例えば、ある色の図形と他の色の図形とが接して境界を形成するような画像の場合、その境界付近で紙の地色(紙白)が現れることがある(以下、適宜「白抜け」と称する)。
しかしながら、レジスト補正によると、現像・転写・定着などの各工程における機構上の問題(例えば、ギヤ、ローラー、ベルトなどの回転速度が必ずしも一様でなく、振動などの影響で距離が変動し、さらには、用紙の送り量が左右では一致しないために用紙が斜行してぶれる等の問題)によって、同一色版内部においてもドットの形成位置がずれる問題が生じていた。

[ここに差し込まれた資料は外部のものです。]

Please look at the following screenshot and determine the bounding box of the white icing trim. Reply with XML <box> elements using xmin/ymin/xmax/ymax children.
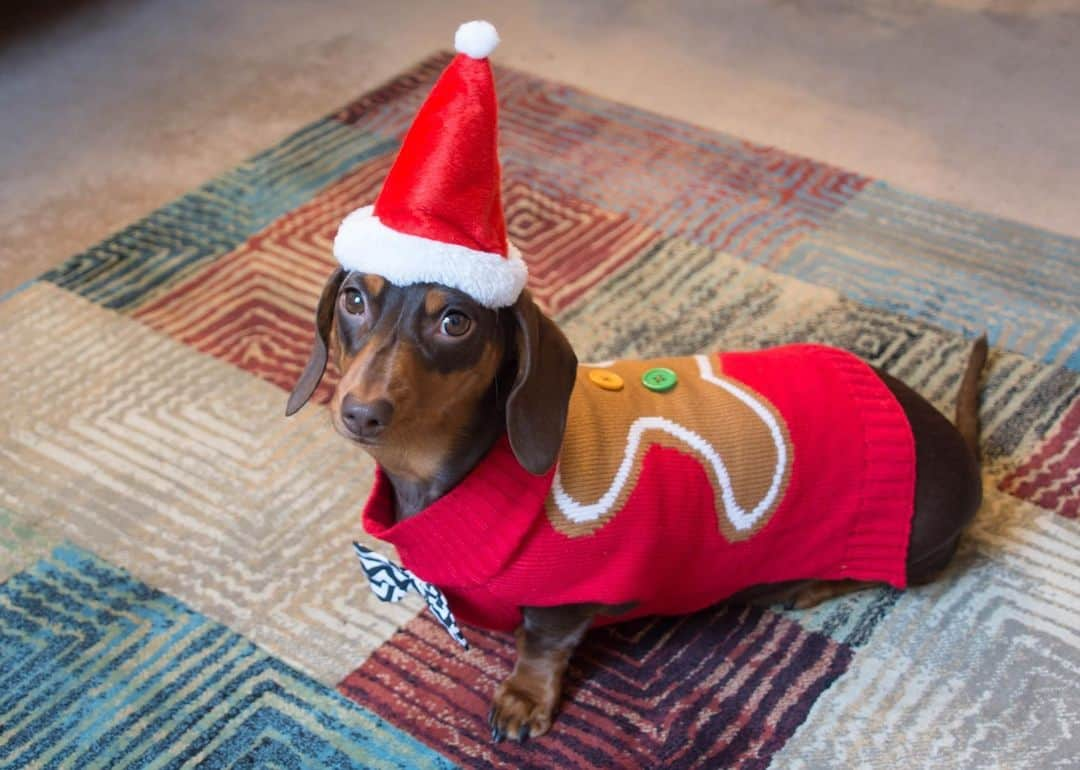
<box><xmin>333</xmin><ymin>206</ymin><xmax>527</xmax><ymax>308</ymax></box>
<box><xmin>551</xmin><ymin>354</ymin><xmax>789</xmax><ymax>532</ymax></box>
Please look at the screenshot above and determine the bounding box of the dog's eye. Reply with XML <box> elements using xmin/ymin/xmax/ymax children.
<box><xmin>440</xmin><ymin>310</ymin><xmax>472</xmax><ymax>337</ymax></box>
<box><xmin>341</xmin><ymin>289</ymin><xmax>365</xmax><ymax>315</ymax></box>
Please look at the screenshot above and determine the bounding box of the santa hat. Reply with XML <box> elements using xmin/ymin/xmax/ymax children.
<box><xmin>333</xmin><ymin>20</ymin><xmax>526</xmax><ymax>309</ymax></box>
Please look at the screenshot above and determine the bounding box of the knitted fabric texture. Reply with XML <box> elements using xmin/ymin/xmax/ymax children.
<box><xmin>362</xmin><ymin>344</ymin><xmax>916</xmax><ymax>632</ymax></box>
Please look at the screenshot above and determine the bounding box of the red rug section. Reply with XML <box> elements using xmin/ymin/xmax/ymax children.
<box><xmin>999</xmin><ymin>398</ymin><xmax>1079</xmax><ymax>518</ymax></box>
<box><xmin>338</xmin><ymin>605</ymin><xmax>852</xmax><ymax>769</ymax></box>
<box><xmin>133</xmin><ymin>154</ymin><xmax>394</xmax><ymax>404</ymax></box>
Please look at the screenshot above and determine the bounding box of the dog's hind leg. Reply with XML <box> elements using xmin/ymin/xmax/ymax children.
<box><xmin>730</xmin><ymin>579</ymin><xmax>878</xmax><ymax>609</ymax></box>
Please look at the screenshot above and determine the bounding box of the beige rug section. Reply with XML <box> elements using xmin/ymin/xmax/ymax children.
<box><xmin>774</xmin><ymin>487</ymin><xmax>1080</xmax><ymax>768</ymax></box>
<box><xmin>0</xmin><ymin>282</ymin><xmax>420</xmax><ymax>685</ymax></box>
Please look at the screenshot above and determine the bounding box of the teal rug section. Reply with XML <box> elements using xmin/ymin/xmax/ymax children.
<box><xmin>0</xmin><ymin>544</ymin><xmax>456</xmax><ymax>770</ymax></box>
<box><xmin>780</xmin><ymin>181</ymin><xmax>1080</xmax><ymax>369</ymax></box>
<box><xmin>41</xmin><ymin>119</ymin><xmax>397</xmax><ymax>312</ymax></box>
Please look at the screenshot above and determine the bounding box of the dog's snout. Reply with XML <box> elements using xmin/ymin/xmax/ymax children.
<box><xmin>340</xmin><ymin>395</ymin><xmax>393</xmax><ymax>440</ymax></box>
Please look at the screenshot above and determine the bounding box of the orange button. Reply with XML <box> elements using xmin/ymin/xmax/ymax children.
<box><xmin>588</xmin><ymin>369</ymin><xmax>625</xmax><ymax>391</ymax></box>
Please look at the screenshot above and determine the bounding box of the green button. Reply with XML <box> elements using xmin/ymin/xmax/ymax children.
<box><xmin>641</xmin><ymin>367</ymin><xmax>677</xmax><ymax>392</ymax></box>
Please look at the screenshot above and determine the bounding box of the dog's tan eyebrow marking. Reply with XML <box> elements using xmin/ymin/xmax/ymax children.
<box><xmin>424</xmin><ymin>289</ymin><xmax>449</xmax><ymax>315</ymax></box>
<box><xmin>362</xmin><ymin>274</ymin><xmax>385</xmax><ymax>297</ymax></box>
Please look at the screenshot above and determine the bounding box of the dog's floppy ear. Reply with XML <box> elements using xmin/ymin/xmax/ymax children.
<box><xmin>506</xmin><ymin>290</ymin><xmax>578</xmax><ymax>475</ymax></box>
<box><xmin>286</xmin><ymin>267</ymin><xmax>346</xmax><ymax>416</ymax></box>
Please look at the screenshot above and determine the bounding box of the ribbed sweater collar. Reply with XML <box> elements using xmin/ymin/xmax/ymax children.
<box><xmin>361</xmin><ymin>434</ymin><xmax>555</xmax><ymax>588</ymax></box>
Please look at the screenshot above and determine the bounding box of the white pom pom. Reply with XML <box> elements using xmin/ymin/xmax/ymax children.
<box><xmin>454</xmin><ymin>20</ymin><xmax>499</xmax><ymax>59</ymax></box>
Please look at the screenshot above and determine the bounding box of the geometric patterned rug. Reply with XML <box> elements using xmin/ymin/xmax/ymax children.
<box><xmin>2</xmin><ymin>52</ymin><xmax>1077</xmax><ymax>768</ymax></box>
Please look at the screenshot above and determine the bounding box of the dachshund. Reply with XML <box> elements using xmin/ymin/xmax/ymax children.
<box><xmin>287</xmin><ymin>268</ymin><xmax>986</xmax><ymax>742</ymax></box>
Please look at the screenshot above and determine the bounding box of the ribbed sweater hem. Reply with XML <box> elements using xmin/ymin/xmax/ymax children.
<box><xmin>825</xmin><ymin>350</ymin><xmax>915</xmax><ymax>589</ymax></box>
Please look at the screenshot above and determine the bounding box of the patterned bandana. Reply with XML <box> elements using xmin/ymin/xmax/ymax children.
<box><xmin>353</xmin><ymin>542</ymin><xmax>469</xmax><ymax>649</ymax></box>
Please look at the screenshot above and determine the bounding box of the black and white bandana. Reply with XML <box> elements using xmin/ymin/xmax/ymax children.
<box><xmin>352</xmin><ymin>542</ymin><xmax>469</xmax><ymax>649</ymax></box>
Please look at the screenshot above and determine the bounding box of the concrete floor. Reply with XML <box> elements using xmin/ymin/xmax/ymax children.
<box><xmin>2</xmin><ymin>0</ymin><xmax>1079</xmax><ymax>294</ymax></box>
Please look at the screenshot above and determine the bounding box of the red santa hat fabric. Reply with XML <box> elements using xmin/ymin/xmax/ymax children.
<box><xmin>333</xmin><ymin>21</ymin><xmax>527</xmax><ymax>308</ymax></box>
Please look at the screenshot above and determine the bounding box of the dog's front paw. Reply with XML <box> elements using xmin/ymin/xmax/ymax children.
<box><xmin>488</xmin><ymin>677</ymin><xmax>556</xmax><ymax>743</ymax></box>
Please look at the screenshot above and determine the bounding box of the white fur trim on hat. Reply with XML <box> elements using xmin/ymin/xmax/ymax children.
<box><xmin>333</xmin><ymin>206</ymin><xmax>527</xmax><ymax>308</ymax></box>
<box><xmin>454</xmin><ymin>21</ymin><xmax>499</xmax><ymax>59</ymax></box>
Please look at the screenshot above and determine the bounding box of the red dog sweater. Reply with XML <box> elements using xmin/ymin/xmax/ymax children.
<box><xmin>362</xmin><ymin>344</ymin><xmax>916</xmax><ymax>632</ymax></box>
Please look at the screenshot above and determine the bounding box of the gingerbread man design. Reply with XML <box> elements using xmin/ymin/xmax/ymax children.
<box><xmin>546</xmin><ymin>355</ymin><xmax>794</xmax><ymax>541</ymax></box>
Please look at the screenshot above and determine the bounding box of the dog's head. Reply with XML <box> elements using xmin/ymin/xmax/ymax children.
<box><xmin>287</xmin><ymin>268</ymin><xmax>577</xmax><ymax>479</ymax></box>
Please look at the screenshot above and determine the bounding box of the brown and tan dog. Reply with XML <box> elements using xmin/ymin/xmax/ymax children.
<box><xmin>287</xmin><ymin>268</ymin><xmax>986</xmax><ymax>742</ymax></box>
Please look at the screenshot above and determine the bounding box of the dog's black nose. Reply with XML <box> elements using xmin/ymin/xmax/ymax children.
<box><xmin>340</xmin><ymin>396</ymin><xmax>393</xmax><ymax>440</ymax></box>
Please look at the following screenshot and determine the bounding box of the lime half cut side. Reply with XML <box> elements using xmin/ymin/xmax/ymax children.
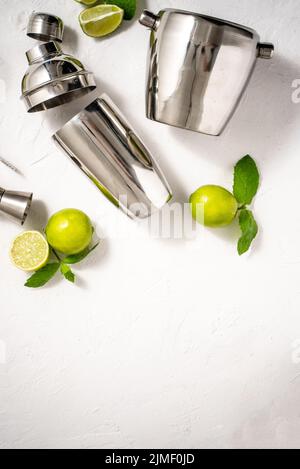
<box><xmin>79</xmin><ymin>5</ymin><xmax>124</xmax><ymax>37</ymax></box>
<box><xmin>10</xmin><ymin>231</ymin><xmax>49</xmax><ymax>272</ymax></box>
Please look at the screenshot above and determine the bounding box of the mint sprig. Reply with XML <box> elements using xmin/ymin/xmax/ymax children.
<box><xmin>237</xmin><ymin>209</ymin><xmax>258</xmax><ymax>255</ymax></box>
<box><xmin>63</xmin><ymin>243</ymin><xmax>99</xmax><ymax>264</ymax></box>
<box><xmin>25</xmin><ymin>241</ymin><xmax>99</xmax><ymax>288</ymax></box>
<box><xmin>233</xmin><ymin>155</ymin><xmax>260</xmax><ymax>255</ymax></box>
<box><xmin>233</xmin><ymin>155</ymin><xmax>259</xmax><ymax>206</ymax></box>
<box><xmin>60</xmin><ymin>264</ymin><xmax>75</xmax><ymax>283</ymax></box>
<box><xmin>25</xmin><ymin>263</ymin><xmax>60</xmax><ymax>288</ymax></box>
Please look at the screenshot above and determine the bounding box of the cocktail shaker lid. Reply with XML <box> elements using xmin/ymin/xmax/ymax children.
<box><xmin>27</xmin><ymin>11</ymin><xmax>64</xmax><ymax>43</ymax></box>
<box><xmin>21</xmin><ymin>42</ymin><xmax>96</xmax><ymax>113</ymax></box>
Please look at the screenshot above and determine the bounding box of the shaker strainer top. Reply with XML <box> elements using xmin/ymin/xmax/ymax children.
<box><xmin>22</xmin><ymin>12</ymin><xmax>96</xmax><ymax>112</ymax></box>
<box><xmin>27</xmin><ymin>11</ymin><xmax>64</xmax><ymax>43</ymax></box>
<box><xmin>21</xmin><ymin>41</ymin><xmax>96</xmax><ymax>112</ymax></box>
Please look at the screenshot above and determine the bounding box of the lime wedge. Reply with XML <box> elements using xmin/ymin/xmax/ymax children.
<box><xmin>10</xmin><ymin>231</ymin><xmax>49</xmax><ymax>272</ymax></box>
<box><xmin>79</xmin><ymin>5</ymin><xmax>124</xmax><ymax>38</ymax></box>
<box><xmin>76</xmin><ymin>0</ymin><xmax>98</xmax><ymax>5</ymax></box>
<box><xmin>105</xmin><ymin>0</ymin><xmax>136</xmax><ymax>20</ymax></box>
<box><xmin>75</xmin><ymin>0</ymin><xmax>98</xmax><ymax>5</ymax></box>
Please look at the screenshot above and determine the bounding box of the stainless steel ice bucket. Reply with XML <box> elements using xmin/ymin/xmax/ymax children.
<box><xmin>53</xmin><ymin>94</ymin><xmax>172</xmax><ymax>219</ymax></box>
<box><xmin>140</xmin><ymin>9</ymin><xmax>274</xmax><ymax>135</ymax></box>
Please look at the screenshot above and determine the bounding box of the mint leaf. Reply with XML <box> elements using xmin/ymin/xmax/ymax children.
<box><xmin>25</xmin><ymin>263</ymin><xmax>60</xmax><ymax>288</ymax></box>
<box><xmin>233</xmin><ymin>155</ymin><xmax>259</xmax><ymax>205</ymax></box>
<box><xmin>63</xmin><ymin>243</ymin><xmax>99</xmax><ymax>265</ymax></box>
<box><xmin>60</xmin><ymin>264</ymin><xmax>75</xmax><ymax>283</ymax></box>
<box><xmin>237</xmin><ymin>209</ymin><xmax>258</xmax><ymax>255</ymax></box>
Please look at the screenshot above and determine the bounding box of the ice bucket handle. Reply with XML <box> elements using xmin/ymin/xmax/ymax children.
<box><xmin>139</xmin><ymin>10</ymin><xmax>160</xmax><ymax>30</ymax></box>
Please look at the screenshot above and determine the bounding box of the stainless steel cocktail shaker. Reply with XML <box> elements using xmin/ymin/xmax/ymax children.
<box><xmin>140</xmin><ymin>9</ymin><xmax>274</xmax><ymax>135</ymax></box>
<box><xmin>20</xmin><ymin>12</ymin><xmax>172</xmax><ymax>219</ymax></box>
<box><xmin>53</xmin><ymin>94</ymin><xmax>172</xmax><ymax>218</ymax></box>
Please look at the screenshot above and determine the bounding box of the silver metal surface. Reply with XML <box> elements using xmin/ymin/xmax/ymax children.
<box><xmin>140</xmin><ymin>8</ymin><xmax>274</xmax><ymax>136</ymax></box>
<box><xmin>21</xmin><ymin>42</ymin><xmax>96</xmax><ymax>112</ymax></box>
<box><xmin>27</xmin><ymin>11</ymin><xmax>64</xmax><ymax>43</ymax></box>
<box><xmin>139</xmin><ymin>10</ymin><xmax>159</xmax><ymax>30</ymax></box>
<box><xmin>53</xmin><ymin>94</ymin><xmax>172</xmax><ymax>219</ymax></box>
<box><xmin>25</xmin><ymin>40</ymin><xmax>61</xmax><ymax>64</ymax></box>
<box><xmin>0</xmin><ymin>187</ymin><xmax>33</xmax><ymax>224</ymax></box>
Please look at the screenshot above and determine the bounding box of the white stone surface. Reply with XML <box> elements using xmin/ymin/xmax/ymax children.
<box><xmin>1</xmin><ymin>0</ymin><xmax>300</xmax><ymax>449</ymax></box>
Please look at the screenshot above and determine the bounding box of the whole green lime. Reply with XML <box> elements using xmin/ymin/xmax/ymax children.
<box><xmin>189</xmin><ymin>185</ymin><xmax>238</xmax><ymax>227</ymax></box>
<box><xmin>45</xmin><ymin>209</ymin><xmax>93</xmax><ymax>255</ymax></box>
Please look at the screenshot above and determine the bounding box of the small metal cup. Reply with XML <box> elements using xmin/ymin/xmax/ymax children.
<box><xmin>0</xmin><ymin>187</ymin><xmax>33</xmax><ymax>225</ymax></box>
<box><xmin>27</xmin><ymin>12</ymin><xmax>64</xmax><ymax>43</ymax></box>
<box><xmin>53</xmin><ymin>94</ymin><xmax>172</xmax><ymax>219</ymax></box>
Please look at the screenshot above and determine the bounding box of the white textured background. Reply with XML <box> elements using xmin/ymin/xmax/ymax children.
<box><xmin>1</xmin><ymin>0</ymin><xmax>300</xmax><ymax>449</ymax></box>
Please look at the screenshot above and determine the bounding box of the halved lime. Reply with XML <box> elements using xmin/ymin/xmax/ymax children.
<box><xmin>10</xmin><ymin>231</ymin><xmax>49</xmax><ymax>272</ymax></box>
<box><xmin>79</xmin><ymin>5</ymin><xmax>124</xmax><ymax>37</ymax></box>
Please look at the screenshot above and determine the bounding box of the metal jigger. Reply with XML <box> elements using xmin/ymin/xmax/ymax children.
<box><xmin>0</xmin><ymin>187</ymin><xmax>33</xmax><ymax>225</ymax></box>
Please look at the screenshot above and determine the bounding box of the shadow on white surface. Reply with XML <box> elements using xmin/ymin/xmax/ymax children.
<box><xmin>169</xmin><ymin>54</ymin><xmax>300</xmax><ymax>168</ymax></box>
<box><xmin>63</xmin><ymin>25</ymin><xmax>79</xmax><ymax>53</ymax></box>
<box><xmin>150</xmin><ymin>53</ymin><xmax>300</xmax><ymax>249</ymax></box>
<box><xmin>75</xmin><ymin>236</ymin><xmax>110</xmax><ymax>272</ymax></box>
<box><xmin>24</xmin><ymin>199</ymin><xmax>49</xmax><ymax>232</ymax></box>
<box><xmin>207</xmin><ymin>216</ymin><xmax>241</xmax><ymax>244</ymax></box>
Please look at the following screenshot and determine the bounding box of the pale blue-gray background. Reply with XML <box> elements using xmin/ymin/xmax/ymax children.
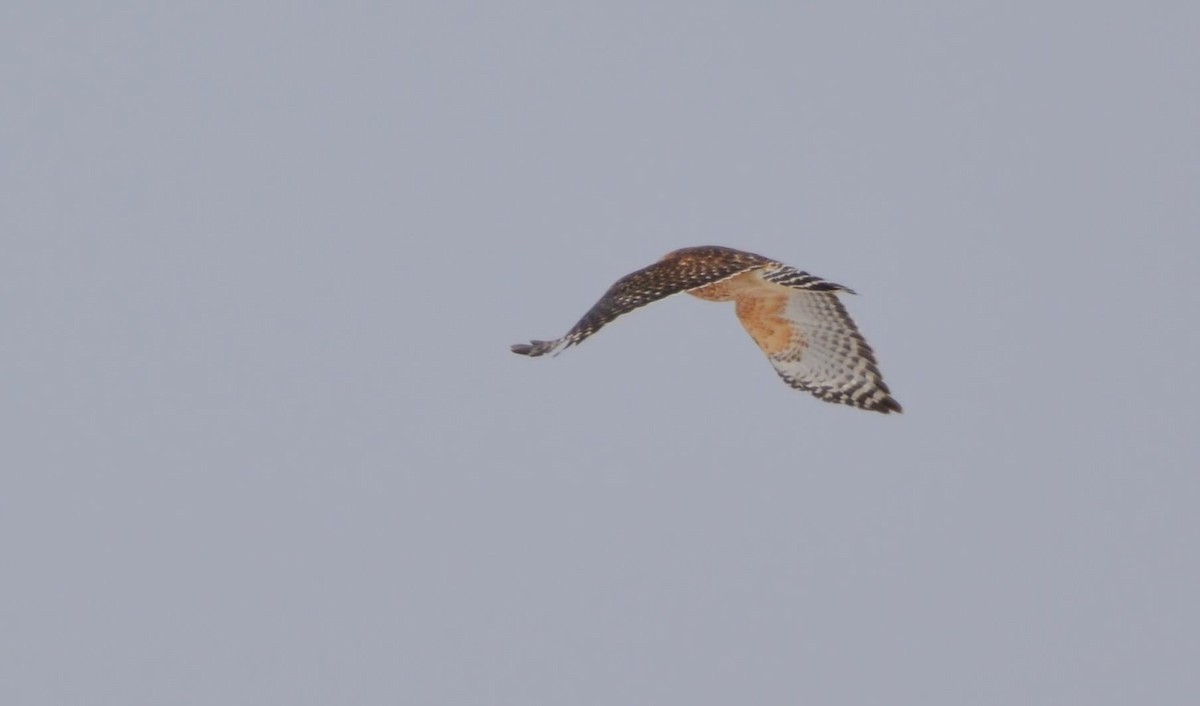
<box><xmin>3</xmin><ymin>2</ymin><xmax>1197</xmax><ymax>704</ymax></box>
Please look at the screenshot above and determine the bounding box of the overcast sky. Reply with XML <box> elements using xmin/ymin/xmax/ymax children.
<box><xmin>3</xmin><ymin>2</ymin><xmax>1198</xmax><ymax>704</ymax></box>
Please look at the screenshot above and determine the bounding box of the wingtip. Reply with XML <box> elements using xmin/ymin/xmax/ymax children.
<box><xmin>874</xmin><ymin>396</ymin><xmax>903</xmax><ymax>414</ymax></box>
<box><xmin>511</xmin><ymin>340</ymin><xmax>556</xmax><ymax>357</ymax></box>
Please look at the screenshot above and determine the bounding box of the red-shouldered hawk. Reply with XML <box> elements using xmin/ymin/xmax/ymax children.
<box><xmin>512</xmin><ymin>246</ymin><xmax>902</xmax><ymax>414</ymax></box>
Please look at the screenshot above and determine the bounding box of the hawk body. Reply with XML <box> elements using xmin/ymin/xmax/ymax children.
<box><xmin>512</xmin><ymin>246</ymin><xmax>901</xmax><ymax>414</ymax></box>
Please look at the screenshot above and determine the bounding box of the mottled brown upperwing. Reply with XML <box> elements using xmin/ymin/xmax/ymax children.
<box><xmin>511</xmin><ymin>246</ymin><xmax>768</xmax><ymax>356</ymax></box>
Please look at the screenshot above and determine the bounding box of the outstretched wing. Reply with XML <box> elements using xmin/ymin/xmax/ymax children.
<box><xmin>512</xmin><ymin>248</ymin><xmax>766</xmax><ymax>357</ymax></box>
<box><xmin>735</xmin><ymin>279</ymin><xmax>901</xmax><ymax>414</ymax></box>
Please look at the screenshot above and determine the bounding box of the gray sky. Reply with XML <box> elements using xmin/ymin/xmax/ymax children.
<box><xmin>3</xmin><ymin>2</ymin><xmax>1198</xmax><ymax>704</ymax></box>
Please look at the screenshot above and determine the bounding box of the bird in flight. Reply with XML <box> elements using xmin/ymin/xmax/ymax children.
<box><xmin>511</xmin><ymin>246</ymin><xmax>901</xmax><ymax>414</ymax></box>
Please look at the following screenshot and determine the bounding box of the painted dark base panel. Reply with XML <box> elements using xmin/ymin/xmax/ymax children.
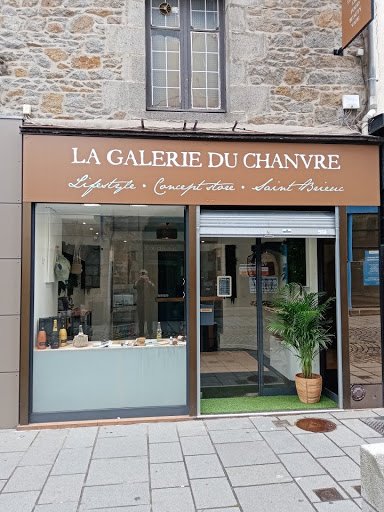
<box><xmin>30</xmin><ymin>405</ymin><xmax>189</xmax><ymax>424</ymax></box>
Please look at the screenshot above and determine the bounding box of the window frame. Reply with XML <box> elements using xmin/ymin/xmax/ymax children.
<box><xmin>145</xmin><ymin>0</ymin><xmax>226</xmax><ymax>113</ymax></box>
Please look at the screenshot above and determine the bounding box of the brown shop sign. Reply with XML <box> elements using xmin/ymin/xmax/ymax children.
<box><xmin>342</xmin><ymin>0</ymin><xmax>373</xmax><ymax>49</ymax></box>
<box><xmin>23</xmin><ymin>135</ymin><xmax>380</xmax><ymax>206</ymax></box>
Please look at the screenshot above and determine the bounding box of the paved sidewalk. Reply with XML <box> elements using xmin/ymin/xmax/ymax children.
<box><xmin>0</xmin><ymin>409</ymin><xmax>384</xmax><ymax>512</ymax></box>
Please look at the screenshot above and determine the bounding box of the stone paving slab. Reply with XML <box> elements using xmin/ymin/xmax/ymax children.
<box><xmin>0</xmin><ymin>490</ymin><xmax>39</xmax><ymax>512</ymax></box>
<box><xmin>35</xmin><ymin>503</ymin><xmax>79</xmax><ymax>512</ymax></box>
<box><xmin>81</xmin><ymin>482</ymin><xmax>150</xmax><ymax>509</ymax></box>
<box><xmin>226</xmin><ymin>462</ymin><xmax>292</xmax><ymax>487</ymax></box>
<box><xmin>150</xmin><ymin>461</ymin><xmax>189</xmax><ymax>489</ymax></box>
<box><xmin>318</xmin><ymin>456</ymin><xmax>360</xmax><ymax>482</ymax></box>
<box><xmin>185</xmin><ymin>454</ymin><xmax>225</xmax><ymax>479</ymax></box>
<box><xmin>191</xmin><ymin>477</ymin><xmax>237</xmax><ymax>509</ymax></box>
<box><xmin>278</xmin><ymin>452</ymin><xmax>326</xmax><ymax>477</ymax></box>
<box><xmin>152</xmin><ymin>486</ymin><xmax>195</xmax><ymax>512</ymax></box>
<box><xmin>235</xmin><ymin>482</ymin><xmax>314</xmax><ymax>512</ymax></box>
<box><xmin>0</xmin><ymin>452</ymin><xmax>23</xmax><ymax>479</ymax></box>
<box><xmin>86</xmin><ymin>456</ymin><xmax>148</xmax><ymax>485</ymax></box>
<box><xmin>180</xmin><ymin>435</ymin><xmax>215</xmax><ymax>455</ymax></box>
<box><xmin>51</xmin><ymin>447</ymin><xmax>92</xmax><ymax>475</ymax></box>
<box><xmin>295</xmin><ymin>474</ymin><xmax>349</xmax><ymax>502</ymax></box>
<box><xmin>38</xmin><ymin>474</ymin><xmax>85</xmax><ymax>505</ymax></box>
<box><xmin>0</xmin><ymin>410</ymin><xmax>383</xmax><ymax>511</ymax></box>
<box><xmin>314</xmin><ymin>500</ymin><xmax>361</xmax><ymax>511</ymax></box>
<box><xmin>3</xmin><ymin>464</ymin><xmax>51</xmax><ymax>493</ymax></box>
<box><xmin>215</xmin><ymin>441</ymin><xmax>279</xmax><ymax>467</ymax></box>
<box><xmin>261</xmin><ymin>430</ymin><xmax>307</xmax><ymax>454</ymax></box>
<box><xmin>209</xmin><ymin>428</ymin><xmax>262</xmax><ymax>444</ymax></box>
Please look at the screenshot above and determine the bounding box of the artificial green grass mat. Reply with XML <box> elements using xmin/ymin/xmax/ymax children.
<box><xmin>200</xmin><ymin>395</ymin><xmax>337</xmax><ymax>415</ymax></box>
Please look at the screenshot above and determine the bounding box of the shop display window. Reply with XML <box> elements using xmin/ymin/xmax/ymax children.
<box><xmin>31</xmin><ymin>204</ymin><xmax>187</xmax><ymax>419</ymax></box>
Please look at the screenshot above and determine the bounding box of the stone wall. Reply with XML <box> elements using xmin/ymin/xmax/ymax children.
<box><xmin>0</xmin><ymin>0</ymin><xmax>367</xmax><ymax>128</ymax></box>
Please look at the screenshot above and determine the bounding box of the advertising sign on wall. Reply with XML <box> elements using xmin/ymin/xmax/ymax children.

つまり、各ハードウェア機構を調整して各版の先頭位置を正確に合わせたとしても、その後の版ずれによってレジスト補正の効果が無実となる場合があった。
トラッピングによれば、白抜けが発生すると予測される領域に対し、版画像の一方もしくは双方の色を拡張し、又はこれらに近似する色を補間する処理が行われるため、各版画像を合成した際に白抜けを目立たなくすることができる。
例えば、図形と図形との境界を検出し、検出された境界の近傍画素に対してトラッピングを行うか否かを判定し、トラッピングを行うと判定した場合、その近傍画素に対してどの版の色を割り当てるかを決定し、その決定にしたがって元の版画像を修正する処理が行われる。
そして、このようなトラッピングによれば、版ずれの発生の有無に拘わらず処理が行われるため、仮に白抜けが生ずるような場合であっても、その視覚的影響を抑えることができる。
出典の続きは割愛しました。